Lipsync 2 | Sync Labs | Readme and Docs

Introducing Lipsync 2.0

Lipsync 2.0 is a zero-shot model for generating realistic lip movements that match spoken audio. It works out of the box—no training or fine-tuning needed—and preserves a speaker’s unique style across different languages and video types. Whether you’re working with live-action footage, animation, or AI-generated characters, Lipsync 2.0 brings new levels of realism, control, and speed.

What it does

Zero-shot: No waiting around for training. Just drop in your video and audio—Lipsync 2.0 handles the rest.

Style preservation: The model picks up on how someone speaks by watching them speak.
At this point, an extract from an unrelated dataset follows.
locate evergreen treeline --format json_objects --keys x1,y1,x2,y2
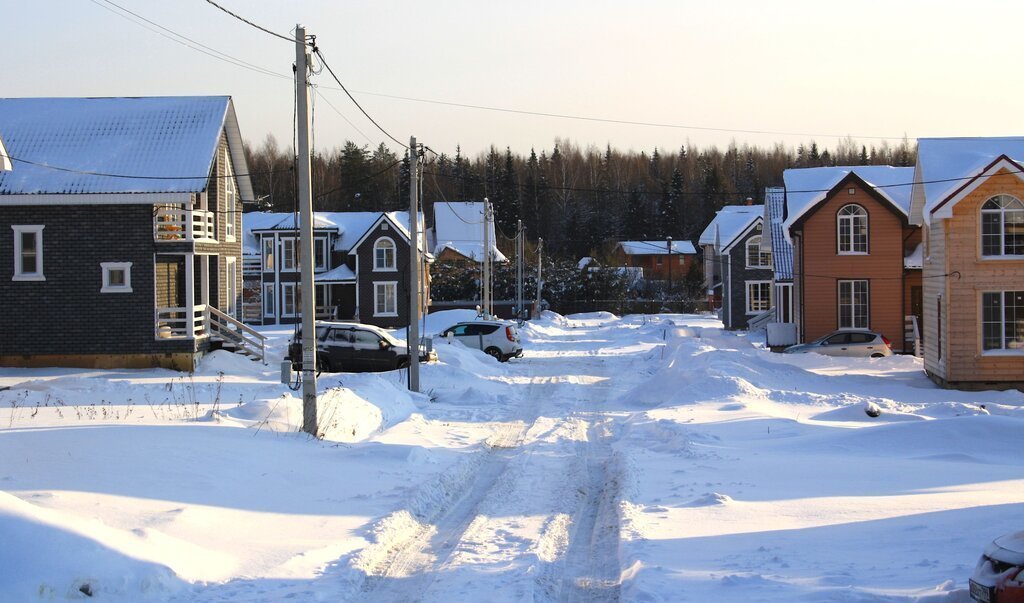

Even when translating across languages, it keeps their signature delivery.

Cross-domain support: Works with live-action humans, animated characters, and AI-generated faces.

Flexible workflows: Use it for dubbing, editing words in post, or reanimating entire performances.

Key features Temperature control Fine-tune how expressive the lipsync is. Make it subtle or dial it up depending on the scene.

Active speaker detection Automatically detects who’s speaking in multi-person videos and applies lipsync only when that person is talking.

Flawless animation Handles everything from stylized 3D characters to hyperreal AI avatars. Not just for translation—this unlocks editable dialogue in post-production.

Record once, edit forever You don’t need multiple takes. Change dialogue after the fact while keeping the original speaker’s delivery intact.

Dub any video with AI If you can generate a video with text, you can dub it too. No need to capture everything on camera anymore.